Reed (Christopher Abbott) é a nossa peça central, um pai e psicopata em potência, que resiste ao desejo de assassinar a sua filha bebé com um picador de gelo, planeando antes um assassinato – enquanto é comandado por vozes. Os primeiros planos de Pesce mostram uma personagem cercada por pequenos espaços, como que enjaulada pelos seus desejos cruéis, aprisionada em desejos perversos reminiscentes de memórias antigas que cuidadosamente expõe num pequeno caderno.

Partindo para um hotel para um “fim de semana de sonho”, este homem recria – de forma metódica e obsessiva – todos os passos do crime que pretende executar: o receber a vítima, o ato de a deixar inconsciente, o arrastar para a casa de banho, o seu desmembramento, a limpeza de qualquer marca da sua presença no local, e o voltar para a beira da sua esposa (a catalã Laia Costa, de Victoria [2]), a qual parece estar totalmente alienada de toda aquela descida aos infernos do companheiro. Pesce, antes de se tornar completamente explícito e gráfico nas imagens, usa de forma esplendorosa o som e os gestos para – através da sugestão – embutir o espectador no ambiente e neuroses retorcidas de Reed.

Claro que quando chega a “vítima”, Jackie (Mia Wasikowska), uma prostituta, os planos cuidadosamente trabalhados por Reed começam a ruir e a ganhar uma imprevisibilidade que condiciona e destrói o seu plano “perfeito”. É que Jackie é – também ela – uma mulher perturbada, o oposto da vítima “inocente” que o nosso cruel assassino tinha em mente. Pelo contrário, ela é uma mulher capaz de viajar com ele nessa descida aos infernos, à procura de significado para os seus desejos e para expulsar o sofrimento interno à custa de ações externas romântico-sádicas.

É no conflito entre estas duas figuras tortuosas – ou quiçá companheirismo e parceria – que o filme de Pesce se assenta, com o espaço e todo o ambiente transmitido pelo design a funcionarem como uma personagem, onde um telefone, uma alcatifa e outros elementos decorativos – que primam pelos tons bege, castanhos, vermelhos escuros que transpiram os anos 1970 – a servirem na perfeição para camuflar todo um crescendo de violência e “resolução” que o filme assume.

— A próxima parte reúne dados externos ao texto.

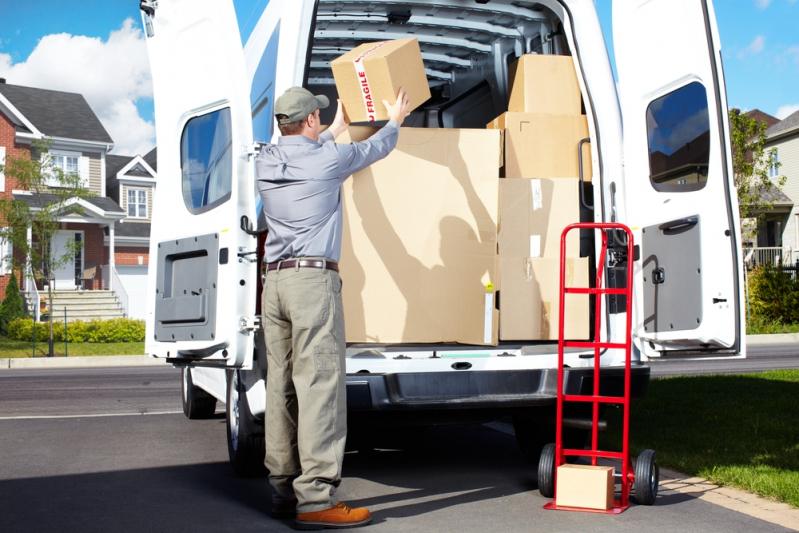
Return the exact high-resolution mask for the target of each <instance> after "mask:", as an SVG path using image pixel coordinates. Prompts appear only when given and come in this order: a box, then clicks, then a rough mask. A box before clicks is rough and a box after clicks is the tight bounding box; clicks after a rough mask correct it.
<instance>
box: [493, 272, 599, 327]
mask: <svg viewBox="0 0 799 533" xmlns="http://www.w3.org/2000/svg"><path fill="white" fill-rule="evenodd" d="M500 280H501V283H502V286H501V290H500V295H499V338H500V340H503V341H534V340H542V341H556V340H558V324H559V322H558V319H559V316H560V315H559V312H560V259H559V258H558V259H549V258H540V259H533V258H530V257H511V258H505V257H501V258H500ZM566 286H567V287H588V258H587V257H583V258H579V257H577V258H567V259H566ZM588 298H589V296H588V295H587V294H567V295H566V315H565V330H564V335H565V338H566V339H569V340H585V339H587V338H588V336H589V334H590V328H589V320H590V318H589V315H590V308H589V300H588Z"/></svg>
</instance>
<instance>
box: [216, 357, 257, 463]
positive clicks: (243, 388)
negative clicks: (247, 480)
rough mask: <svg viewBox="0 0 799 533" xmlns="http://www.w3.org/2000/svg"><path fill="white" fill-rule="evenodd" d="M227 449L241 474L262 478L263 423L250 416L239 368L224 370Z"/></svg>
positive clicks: (245, 394)
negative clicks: (224, 373) (225, 374)
mask: <svg viewBox="0 0 799 533" xmlns="http://www.w3.org/2000/svg"><path fill="white" fill-rule="evenodd" d="M225 426H226V427H227V449H228V457H229V458H230V465H231V466H232V467H233V470H235V471H236V474H237V475H238V476H240V477H245V478H252V477H262V476H265V475H266V474H267V470H266V467H265V466H264V455H265V453H266V446H265V439H264V425H263V422H262V421H261V420H258V419H257V418H255V417H254V416H253V415H252V412H251V411H250V406H249V404H248V403H247V391H246V388H245V387H244V384H243V383H242V381H241V379H240V373H239V371H238V370H228V372H227V412H226V416H225Z"/></svg>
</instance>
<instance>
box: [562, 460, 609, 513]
mask: <svg viewBox="0 0 799 533" xmlns="http://www.w3.org/2000/svg"><path fill="white" fill-rule="evenodd" d="M613 473H614V468H613V467H611V466H588V465H561V466H559V467H558V472H557V483H556V485H555V491H556V492H555V502H556V503H557V504H558V506H564V507H580V508H583V509H601V510H605V509H610V508H611V507H613V496H614V491H615V480H614V479H613Z"/></svg>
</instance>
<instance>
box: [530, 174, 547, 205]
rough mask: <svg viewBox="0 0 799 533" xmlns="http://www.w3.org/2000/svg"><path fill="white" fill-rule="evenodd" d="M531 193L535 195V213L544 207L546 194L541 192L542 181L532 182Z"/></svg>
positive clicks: (531, 181)
mask: <svg viewBox="0 0 799 533" xmlns="http://www.w3.org/2000/svg"><path fill="white" fill-rule="evenodd" d="M530 192H531V193H532V194H533V211H538V210H539V209H543V207H544V193H542V192H541V180H539V179H533V180H530Z"/></svg>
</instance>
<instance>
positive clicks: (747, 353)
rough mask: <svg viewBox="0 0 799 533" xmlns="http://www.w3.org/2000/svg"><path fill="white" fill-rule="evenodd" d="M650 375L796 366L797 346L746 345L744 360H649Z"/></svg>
mask: <svg viewBox="0 0 799 533" xmlns="http://www.w3.org/2000/svg"><path fill="white" fill-rule="evenodd" d="M648 364H649V366H650V367H651V368H652V375H653V376H658V377H662V376H670V375H671V376H673V375H697V374H719V373H725V374H739V373H742V372H763V371H765V370H780V369H789V368H799V345H797V344H770V345H761V346H748V347H747V353H746V358H745V359H717V360H686V359H668V360H663V361H650V362H649V363H648Z"/></svg>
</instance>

E embora o realizador e argumentista caia em certos momentos em explicações excusadas (teria sido interessante ele manter-se no registo da sugestão), a verdade é que as suas recriações fantasmagóricas, surreais e horrendas do passado da personagem (entre o sonho e a realidade), incutem um visual muito poderoso, que afastam-no do seu primeiro filme, mas representam simultaneamente uma continuidade de alguém que quer marcar o seu território dentro da linguagem cinematográfica com guiões com relativa profundidade e bastante truculência.

Por isso, e como diz uma das músicas de Gene Pitey que se ouve a meio do filme, Piercing é “Half Heaven, Half Heartache”, um intenso e macabro retrato de linhas ténues entre sofrimento, dor, resolução e prazer, e onde nem falta ainda um toque musical de Claudio Simonetti e Cipriani Stelvio, como que lembrando que há por aqui muito Giallo no tom e referências.